One might think they can simply run some wget/curl/python requests or something similar, but this doesn’t give you the expected results when running against modern websites like Facebook that rely heavily on JavaScript.

Facebook and other sites are basically mini-applications running in your browser. When you visit Facebook, the initial HTML is pretty much empty - everything you see gets loaded by JavaScript after the page loads. So your simple HTTP request just gets you a skeleton page with none of the actual content you’re trying to scrape.

So maybe you’re thinking “okay, I’ll just use browser automation tools like Playwright, Puppeteer, or Selenium to solve this JavaScript problem.” But even if you overcome the dynamic loading, you’ll quickly run into the next wall.

Websites really don’t want you scraping them. They’ll check if you’re making requests too fast, if your browser fingerprint looks suspicious, or if you’re missing those subtle behavioral patterns that make you look human.

Some sites will even serve you completely different content if they suspect you’re a bot, or just throw a CAPTCHA at you to stop you dead in your tracks.

You might be sneaky and think - Let’s use Lambda or some cloud service so my IP will constantly change. Again, they have probably already faced this issue and you won’t even be able to send a GET request to Facebook from many cloud providers, as Facebook has simply blocked those known IP ranges.

Ok so this is clearly a difficult task, but googling around you can find businesses that seem to sell you the ability to scrape data from Facebook / LinkedIn and other popular websites that contain gold mines of personal information.

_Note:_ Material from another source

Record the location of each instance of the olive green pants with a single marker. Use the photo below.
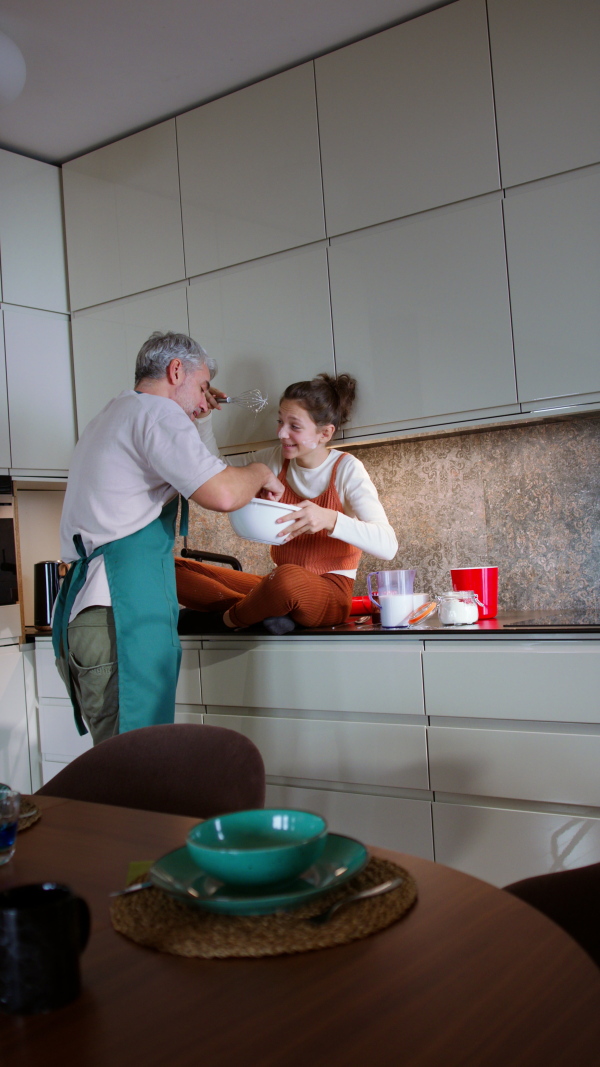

I stumbled across the “REDACTED” company which does exactly this. Looking at their website they advertise about having 150 million different residential IP addresses. - Wow, how does one get 150 million residential IPs? That would certainly make scraping much easier.

TLDR: Well the answer, after some digging around, is that some free VPN services, in addition to giving you “free” VPN access, are quietly turning your computer into their slave. They rent out your internet connection to companies who need residential IPs, effectively transforming your home computer into an Facebook stalker or LinkedIn data harvester.

You might have seen something similar when installing Adobe Reader in the past, it would auto-select and try to install McAfee on your computer. This is basically that same trick, but even dirtier.

Sadly, if something is too good to be true, it probably is.